Concerto pour clarinette no 1 de Spohr
Le Concerto pour clarinette et orchestre no 1 opus 26 en ut mineur est un concerto de Louis Spohr composé entre l'automne 1808 et le début de 1809 à la demande du clarinettiste Johann Simon Hermstedt (1778-1846). Il comporte trois mouvements.
Contexte
Après avoir commencé à donner des concerts en tant que membre de l'orchestre du théâtre de Brunswick, Louis Spohr s'attire le mécénat du duc Charles-Guillaume-Ferdinand de Brunswick-Wolfenbüttel. En avril 1802, le duc engage le violoniste Franz Eck, l'un des représentants directs de l'école de Mannheim, et organise un voyage à Saint-Pétersbourg, auquel Spohr, âgé de dix-huit ans, participe en tant qu'élève de Eck. En raison du succès de ces concerts et des différentes critiques que le critique musical Johann Friedrich Rochlitz publie dans le journal Leipziger Allgemeine Musikalische Zeitung très suivi, Spohr est invité à passer une audition pour le poste de Konzertmeister à Gotha et obtient le poste en août 1805. Spohr vit à Gotha jusqu'en 1812, où il développe ses compétences de chef d'orchestre et élargit son expérience de compositeur dans une ville à la politique relativement avancée et à l'atmosphère culturelle moderne et libérale. Spohr rejoignit la société franc-maçonne libérale et devint membre de la loge Ernst zum Compass[1] - [2] - [3].
Histoire de l'œuvre
Le Concerto pour clarinette n°1 op. 26 a été composé en 1808, durant les années de son séjour à Gotha. Il est le premier d'une série de quatre concertos commandés par le duc Gonthier-Frédéric-Charles Ier de Sondershausen pour le clarinettiste virtuose Johann Simon Hermstedt, employé par le duc dans son orchestre de chambre. Après avoir écrit le concerto, Spohr se rendit à Sondershausen, où il avait été invité par Hermstedt, pour écouter l'orchestre du clarinettiste. Impressionné, Spohr invita Hermstedt à participer à un concert qu'il organisa le lendemain. Avec Spohr comme premier violon, Hermstedt interpréta le Quintette pour clarinette de Mozart devant un public enthousiaste. Le succès de ce concert contribua à consolider une profonde amitié qui se transforma finalement en un engagement durable entre les deux musiciens ; Hermstedt joua encore la musique de Spohr plus de vingt ans après la composition du premier concerto[4].

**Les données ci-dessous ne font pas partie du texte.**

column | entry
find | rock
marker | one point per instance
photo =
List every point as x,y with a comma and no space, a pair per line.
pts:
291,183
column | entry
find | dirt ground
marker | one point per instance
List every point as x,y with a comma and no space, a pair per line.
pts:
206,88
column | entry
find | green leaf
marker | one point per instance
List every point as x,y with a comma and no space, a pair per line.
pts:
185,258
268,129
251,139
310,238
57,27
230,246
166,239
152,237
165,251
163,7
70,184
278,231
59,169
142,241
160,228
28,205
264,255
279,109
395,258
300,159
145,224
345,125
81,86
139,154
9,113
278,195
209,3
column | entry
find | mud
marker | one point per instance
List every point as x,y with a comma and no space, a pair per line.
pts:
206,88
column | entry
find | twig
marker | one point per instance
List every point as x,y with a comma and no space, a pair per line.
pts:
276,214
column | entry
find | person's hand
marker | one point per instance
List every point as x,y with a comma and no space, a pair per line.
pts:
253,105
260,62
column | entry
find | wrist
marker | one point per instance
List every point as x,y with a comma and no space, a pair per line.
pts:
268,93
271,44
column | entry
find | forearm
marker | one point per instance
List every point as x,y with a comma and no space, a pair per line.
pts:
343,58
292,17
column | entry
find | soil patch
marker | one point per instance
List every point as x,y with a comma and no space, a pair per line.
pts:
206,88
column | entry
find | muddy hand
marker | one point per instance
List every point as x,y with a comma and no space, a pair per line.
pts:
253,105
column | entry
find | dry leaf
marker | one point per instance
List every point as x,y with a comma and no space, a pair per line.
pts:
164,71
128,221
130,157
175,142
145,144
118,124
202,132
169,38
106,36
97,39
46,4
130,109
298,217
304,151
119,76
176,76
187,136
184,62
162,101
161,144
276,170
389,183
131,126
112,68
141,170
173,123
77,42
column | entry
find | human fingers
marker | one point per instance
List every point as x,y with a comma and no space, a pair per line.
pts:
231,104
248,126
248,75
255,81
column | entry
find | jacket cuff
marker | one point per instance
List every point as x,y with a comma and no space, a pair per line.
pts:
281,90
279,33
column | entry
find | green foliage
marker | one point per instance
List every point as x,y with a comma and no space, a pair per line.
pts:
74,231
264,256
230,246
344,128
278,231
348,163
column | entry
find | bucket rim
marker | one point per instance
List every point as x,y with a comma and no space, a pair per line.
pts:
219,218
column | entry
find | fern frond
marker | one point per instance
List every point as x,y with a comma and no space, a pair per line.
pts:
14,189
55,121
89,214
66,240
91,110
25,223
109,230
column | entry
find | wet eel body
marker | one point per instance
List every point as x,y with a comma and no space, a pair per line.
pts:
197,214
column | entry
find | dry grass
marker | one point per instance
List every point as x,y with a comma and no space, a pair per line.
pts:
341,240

Les trois premiers concertos sont écrits pour clarinette en si bémol (opus 26, n° 1 de 1808 ; opus 57, n° 2 de 1810 ; Woo 19, n° 3 de 1821) et un quatrième pour clarinette en la (Woo 20, n° 4 de 1828). Bien que le premier concerto ait été achevé dès la fin janvier 1809, il ne fut publié qu'en 1812 par Ambrosius Kühnel.
Dans l'autobiographie de Spohr[5], nous pouvons lire sa réaction à la demande de Hermstedt[6] :
« J'ai volontiers accepté la proposition, car l'immense habileté que possédait Hermstedt, en plus d'une belle sonorité et d'une intonation pure, me laissait toute liberté de m'en remettre entièrement à ma fantaisie. Après m'être un peu familiarisé avec la technique de l'instrument avec l'aide de Hermstedt, je me mis rapidement au travail et l'achevai en quelques semaines. C'est ainsi[121] qu'est né le ! concerto en ut mineur (gravé quelques années plus tard comme op. 26 chez Kühnel), avec lequel Hermstedt a eu tant de chance lors de ses voyages artistiques qu'on peut bien affirmer qu'il lui doit principalement sa réputation. Je le lui ai transmis moi-même lors d'une visite à Sondershausen à la fin du mois de janvier 1809 et je l'ai initié à la manière de l'interpréter. »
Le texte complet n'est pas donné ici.